Unfortunately, disease-modifying antirheumatic drugs (DMARDs) have minimal effects in reducing opioid use in RA patients and may even delay the initiation of the most effective treatment for controlling the disease activity.
Opioids have been shown to have effects on platelet aggregation, myocardial fibrosis, oxidative stress, and weight gain, which can increase cardiovascular disease risk factors. However, it is unclear whether opioids are safe in terms of cardiovascular events compared to NSAIDs.
To examine the risk of major cardiovascular events (MACE) with opioids compared to NSAIDs in patients with RA, researchers conducted a new-user active comparator cohort study within FORWARD, the National Databank for Rheumatic Diseases. The cohort included adult patients with RA, who were enrolled in FORWARD for at least one year between 1998 and 2021, and who did not have cancer.
The analysis included 4,778 opioid and 11,218 NSAID-initiating patients with RA. The researchers matched patients who started opioids with those who received NSAIDs based on propensity scores, which included various patient characteristics such as age, sex, BMI, smoking, alcohol use, RA duration, RA disease activity, and various comorbidities. The primary outcomes were MACE, defined as myocardial infarction, stroke, heart failure, cardiovascular disease death, or venous thromboembolism (VTE), and all-cause mortality.
The researchers found that opioid use in RA patients demonstrated a nearly two-fold increased risk for VTE compared to NSAIDs. There were 133 instances of MACE, or 18.2 per 1,000 person-years, and 95 deaths from any cause, or 12.6 per 1,000 person-years, among patients who started opioids. Among those who started NSAIDs, there were 392 instances of MACE, or 14.6 per 1,000 person-years, and 228 deaths from any cause, or 8.2 per 1,000 person-years.

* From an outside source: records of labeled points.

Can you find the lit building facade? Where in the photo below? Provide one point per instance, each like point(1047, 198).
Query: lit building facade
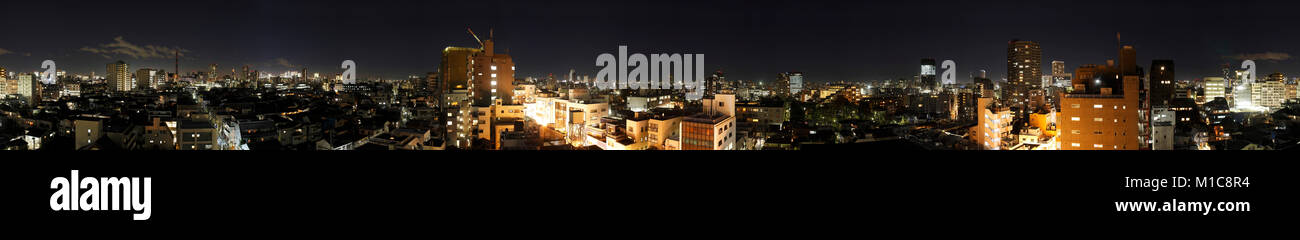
point(1100, 120)
point(1023, 70)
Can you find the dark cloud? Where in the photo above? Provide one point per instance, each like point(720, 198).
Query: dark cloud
point(1265, 56)
point(120, 47)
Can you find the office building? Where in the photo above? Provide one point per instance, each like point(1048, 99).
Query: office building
point(1023, 70)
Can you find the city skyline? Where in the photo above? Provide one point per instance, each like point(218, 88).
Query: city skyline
point(752, 43)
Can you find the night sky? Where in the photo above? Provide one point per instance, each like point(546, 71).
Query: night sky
point(750, 40)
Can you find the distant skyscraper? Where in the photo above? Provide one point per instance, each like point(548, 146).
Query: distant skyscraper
point(1057, 68)
point(1023, 70)
point(783, 84)
point(212, 73)
point(148, 78)
point(927, 74)
point(493, 75)
point(118, 77)
point(1270, 92)
point(455, 68)
point(1216, 87)
point(1161, 82)
point(796, 82)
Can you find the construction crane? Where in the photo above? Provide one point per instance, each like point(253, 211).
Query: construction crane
point(476, 38)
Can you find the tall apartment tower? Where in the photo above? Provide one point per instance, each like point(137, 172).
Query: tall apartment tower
point(493, 77)
point(927, 74)
point(1023, 70)
point(1161, 82)
point(118, 77)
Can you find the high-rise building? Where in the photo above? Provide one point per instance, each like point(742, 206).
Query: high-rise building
point(493, 77)
point(1161, 82)
point(7, 86)
point(1291, 88)
point(796, 79)
point(993, 126)
point(118, 77)
point(455, 68)
point(1214, 88)
point(150, 78)
point(927, 74)
point(29, 87)
point(1023, 70)
point(1164, 123)
point(1057, 68)
point(1101, 121)
point(212, 73)
point(1269, 92)
point(783, 84)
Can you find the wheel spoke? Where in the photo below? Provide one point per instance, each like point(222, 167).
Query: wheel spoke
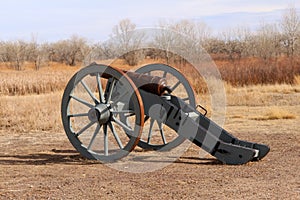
point(150, 130)
point(101, 96)
point(175, 86)
point(117, 100)
point(122, 111)
point(110, 90)
point(185, 99)
point(89, 91)
point(146, 118)
point(78, 115)
point(124, 126)
point(113, 130)
point(165, 74)
point(82, 101)
point(162, 132)
point(94, 136)
point(105, 140)
point(84, 128)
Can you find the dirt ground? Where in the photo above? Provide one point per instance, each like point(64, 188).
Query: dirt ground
point(43, 165)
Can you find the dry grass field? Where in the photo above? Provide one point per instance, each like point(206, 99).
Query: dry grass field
point(37, 161)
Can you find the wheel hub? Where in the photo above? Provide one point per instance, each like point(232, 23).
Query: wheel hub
point(100, 113)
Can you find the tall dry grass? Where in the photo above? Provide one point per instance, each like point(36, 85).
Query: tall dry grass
point(254, 71)
point(29, 81)
point(31, 113)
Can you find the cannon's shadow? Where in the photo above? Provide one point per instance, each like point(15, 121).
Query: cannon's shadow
point(72, 157)
point(55, 157)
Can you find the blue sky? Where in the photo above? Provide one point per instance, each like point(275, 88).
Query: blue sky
point(51, 20)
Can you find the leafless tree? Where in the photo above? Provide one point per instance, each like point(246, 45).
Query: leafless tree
point(127, 41)
point(290, 25)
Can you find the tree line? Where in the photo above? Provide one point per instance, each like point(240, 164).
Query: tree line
point(269, 41)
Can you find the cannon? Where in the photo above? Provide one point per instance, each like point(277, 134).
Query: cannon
point(104, 111)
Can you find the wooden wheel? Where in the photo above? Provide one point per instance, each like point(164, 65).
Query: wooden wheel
point(156, 135)
point(93, 102)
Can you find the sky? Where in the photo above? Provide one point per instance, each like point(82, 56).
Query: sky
point(52, 20)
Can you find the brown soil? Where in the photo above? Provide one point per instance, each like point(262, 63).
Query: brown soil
point(43, 165)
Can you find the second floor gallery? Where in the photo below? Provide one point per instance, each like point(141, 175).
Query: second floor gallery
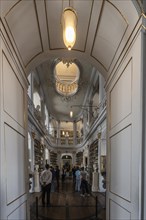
point(72, 93)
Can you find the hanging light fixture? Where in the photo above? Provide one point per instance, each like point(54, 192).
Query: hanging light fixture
point(69, 23)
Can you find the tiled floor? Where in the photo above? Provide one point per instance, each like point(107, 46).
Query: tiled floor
point(66, 204)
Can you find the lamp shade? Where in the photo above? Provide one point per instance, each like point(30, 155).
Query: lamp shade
point(69, 23)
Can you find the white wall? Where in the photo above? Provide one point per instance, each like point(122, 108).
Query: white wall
point(124, 137)
point(13, 136)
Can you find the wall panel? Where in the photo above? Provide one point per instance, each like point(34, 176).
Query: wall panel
point(118, 212)
point(13, 91)
point(19, 213)
point(15, 169)
point(120, 96)
point(120, 179)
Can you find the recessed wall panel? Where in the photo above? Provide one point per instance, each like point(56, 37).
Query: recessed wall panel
point(112, 25)
point(120, 163)
point(19, 213)
point(24, 27)
point(118, 212)
point(120, 96)
point(13, 91)
point(15, 170)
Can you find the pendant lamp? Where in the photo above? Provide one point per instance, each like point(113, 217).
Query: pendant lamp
point(69, 23)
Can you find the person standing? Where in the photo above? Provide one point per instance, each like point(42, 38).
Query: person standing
point(78, 180)
point(45, 180)
point(84, 183)
point(57, 174)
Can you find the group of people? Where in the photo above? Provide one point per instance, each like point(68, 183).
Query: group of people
point(48, 178)
point(80, 180)
point(51, 175)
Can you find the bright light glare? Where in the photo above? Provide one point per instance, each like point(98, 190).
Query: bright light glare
point(70, 34)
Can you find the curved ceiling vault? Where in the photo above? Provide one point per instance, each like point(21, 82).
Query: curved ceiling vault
point(103, 31)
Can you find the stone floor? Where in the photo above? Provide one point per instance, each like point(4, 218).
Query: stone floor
point(66, 204)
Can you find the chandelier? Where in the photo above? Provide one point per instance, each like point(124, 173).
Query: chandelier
point(69, 23)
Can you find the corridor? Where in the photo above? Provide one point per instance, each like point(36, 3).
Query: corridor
point(66, 204)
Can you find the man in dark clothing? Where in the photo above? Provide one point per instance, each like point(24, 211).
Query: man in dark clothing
point(57, 174)
point(45, 180)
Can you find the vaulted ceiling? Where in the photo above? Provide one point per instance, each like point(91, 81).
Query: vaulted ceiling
point(103, 31)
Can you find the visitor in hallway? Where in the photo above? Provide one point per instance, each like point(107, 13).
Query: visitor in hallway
point(78, 179)
point(63, 174)
point(73, 174)
point(45, 180)
point(84, 183)
point(57, 175)
point(53, 185)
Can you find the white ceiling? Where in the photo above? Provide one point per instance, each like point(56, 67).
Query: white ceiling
point(103, 31)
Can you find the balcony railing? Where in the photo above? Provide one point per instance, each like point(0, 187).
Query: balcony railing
point(63, 141)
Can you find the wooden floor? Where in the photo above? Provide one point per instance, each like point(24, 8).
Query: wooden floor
point(68, 205)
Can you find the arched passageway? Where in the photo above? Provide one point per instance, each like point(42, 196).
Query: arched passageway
point(112, 38)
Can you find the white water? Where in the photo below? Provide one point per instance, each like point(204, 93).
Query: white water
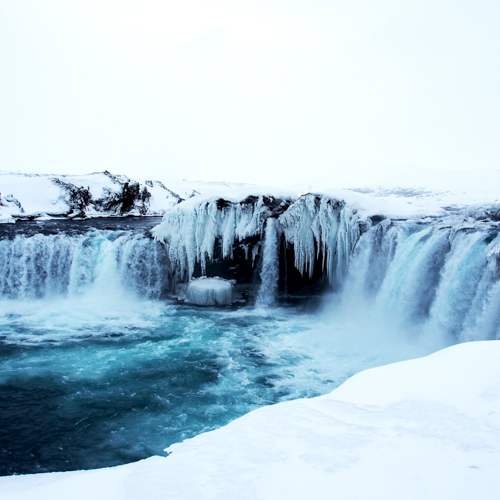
point(98, 262)
point(429, 279)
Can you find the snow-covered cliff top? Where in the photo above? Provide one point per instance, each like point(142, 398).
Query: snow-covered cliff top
point(92, 195)
point(426, 428)
point(101, 194)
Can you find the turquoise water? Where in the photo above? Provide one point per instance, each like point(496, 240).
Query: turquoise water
point(93, 382)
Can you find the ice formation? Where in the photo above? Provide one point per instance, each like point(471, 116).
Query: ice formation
point(269, 274)
point(210, 292)
point(316, 226)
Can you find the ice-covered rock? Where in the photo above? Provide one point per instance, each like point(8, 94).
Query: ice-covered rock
point(318, 228)
point(210, 292)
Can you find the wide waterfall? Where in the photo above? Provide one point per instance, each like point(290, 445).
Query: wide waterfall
point(41, 265)
point(444, 280)
point(97, 350)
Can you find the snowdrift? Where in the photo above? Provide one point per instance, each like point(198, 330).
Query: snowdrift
point(419, 429)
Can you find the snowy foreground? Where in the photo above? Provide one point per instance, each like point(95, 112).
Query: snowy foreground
point(422, 429)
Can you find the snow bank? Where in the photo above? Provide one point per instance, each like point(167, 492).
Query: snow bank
point(210, 292)
point(92, 195)
point(419, 429)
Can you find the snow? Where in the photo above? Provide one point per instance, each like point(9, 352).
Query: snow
point(210, 292)
point(44, 196)
point(39, 195)
point(418, 429)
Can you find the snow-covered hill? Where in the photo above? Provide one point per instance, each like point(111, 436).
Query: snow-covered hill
point(104, 194)
point(422, 429)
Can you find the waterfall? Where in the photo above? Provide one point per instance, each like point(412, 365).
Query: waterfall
point(71, 264)
point(269, 274)
point(441, 281)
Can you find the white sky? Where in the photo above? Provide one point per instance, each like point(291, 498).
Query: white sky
point(274, 91)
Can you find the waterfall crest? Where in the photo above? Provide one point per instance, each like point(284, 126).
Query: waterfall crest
point(68, 265)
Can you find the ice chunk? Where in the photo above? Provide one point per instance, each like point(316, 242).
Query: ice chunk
point(210, 292)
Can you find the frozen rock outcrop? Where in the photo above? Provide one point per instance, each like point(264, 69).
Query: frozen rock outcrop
point(210, 292)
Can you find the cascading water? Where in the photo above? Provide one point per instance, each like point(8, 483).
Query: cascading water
point(428, 277)
point(111, 374)
point(269, 273)
point(53, 265)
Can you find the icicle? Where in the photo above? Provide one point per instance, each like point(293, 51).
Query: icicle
point(269, 273)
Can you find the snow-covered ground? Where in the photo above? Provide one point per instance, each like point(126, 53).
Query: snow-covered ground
point(42, 196)
point(423, 429)
point(91, 195)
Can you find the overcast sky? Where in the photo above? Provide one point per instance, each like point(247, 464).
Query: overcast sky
point(347, 92)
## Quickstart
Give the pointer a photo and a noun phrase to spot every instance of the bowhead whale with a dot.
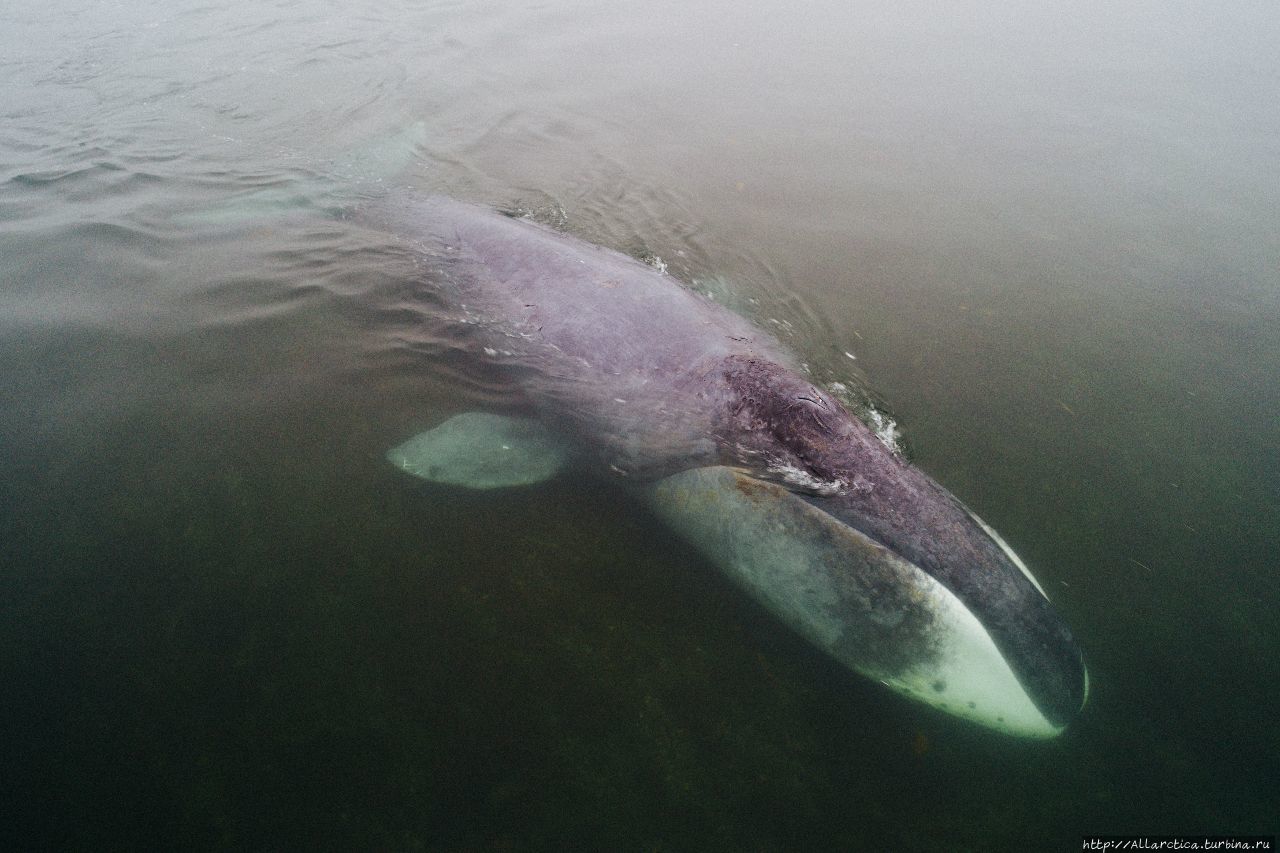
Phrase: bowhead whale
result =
(626, 372)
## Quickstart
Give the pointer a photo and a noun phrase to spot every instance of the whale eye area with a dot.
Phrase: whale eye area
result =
(789, 422)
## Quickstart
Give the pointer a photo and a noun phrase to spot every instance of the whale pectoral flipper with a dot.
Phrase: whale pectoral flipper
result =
(481, 451)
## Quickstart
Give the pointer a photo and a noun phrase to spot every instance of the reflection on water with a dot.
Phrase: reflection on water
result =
(1046, 243)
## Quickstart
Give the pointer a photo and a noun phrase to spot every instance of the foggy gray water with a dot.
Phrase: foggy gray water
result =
(1042, 238)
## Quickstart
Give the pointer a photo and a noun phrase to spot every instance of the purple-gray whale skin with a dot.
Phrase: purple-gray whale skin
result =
(713, 423)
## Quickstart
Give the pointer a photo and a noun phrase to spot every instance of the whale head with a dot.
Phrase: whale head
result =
(915, 589)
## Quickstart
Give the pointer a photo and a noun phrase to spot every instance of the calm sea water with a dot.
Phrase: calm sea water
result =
(1045, 237)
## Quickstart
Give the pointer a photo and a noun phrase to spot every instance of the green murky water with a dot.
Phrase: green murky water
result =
(225, 621)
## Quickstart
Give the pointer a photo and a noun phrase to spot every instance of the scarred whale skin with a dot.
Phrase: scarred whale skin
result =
(709, 420)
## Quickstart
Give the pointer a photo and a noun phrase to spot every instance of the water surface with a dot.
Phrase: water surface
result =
(1045, 240)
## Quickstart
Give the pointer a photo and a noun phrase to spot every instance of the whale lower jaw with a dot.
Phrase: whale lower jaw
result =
(868, 607)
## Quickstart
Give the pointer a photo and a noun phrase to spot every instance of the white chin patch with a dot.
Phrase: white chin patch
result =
(969, 678)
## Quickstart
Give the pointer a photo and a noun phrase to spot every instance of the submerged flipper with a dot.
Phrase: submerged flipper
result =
(481, 451)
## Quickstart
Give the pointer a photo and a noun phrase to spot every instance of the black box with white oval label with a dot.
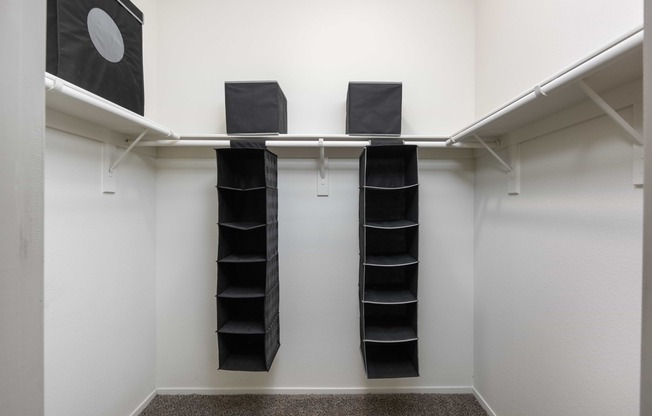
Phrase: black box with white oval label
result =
(97, 45)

In PS weighted models, the risks for MACE and all-cause mortality were similar across both the opioid and NSAID groups. However, the risk for VTE specifically was significantly higher among those who initiated opioids than in those who started NSAIDs. The results suggest that opioids are not safer than NSAIDs in terms of MACE, and may even increase all-cause mortality and VTE risk.
The study had some limitations, such as the possibility of unmeasured variables, and sicker patients being channeled to the opioid group. Pain is a very complex process in RA and other rheumatic diseases, and opioids are not helpful in treating all components of that pain. Opioids do not have any demonstrated benefits in long-term pain management, and the study's authors hope that it guides physicians to think about other aspects of pain and reduce opioid use.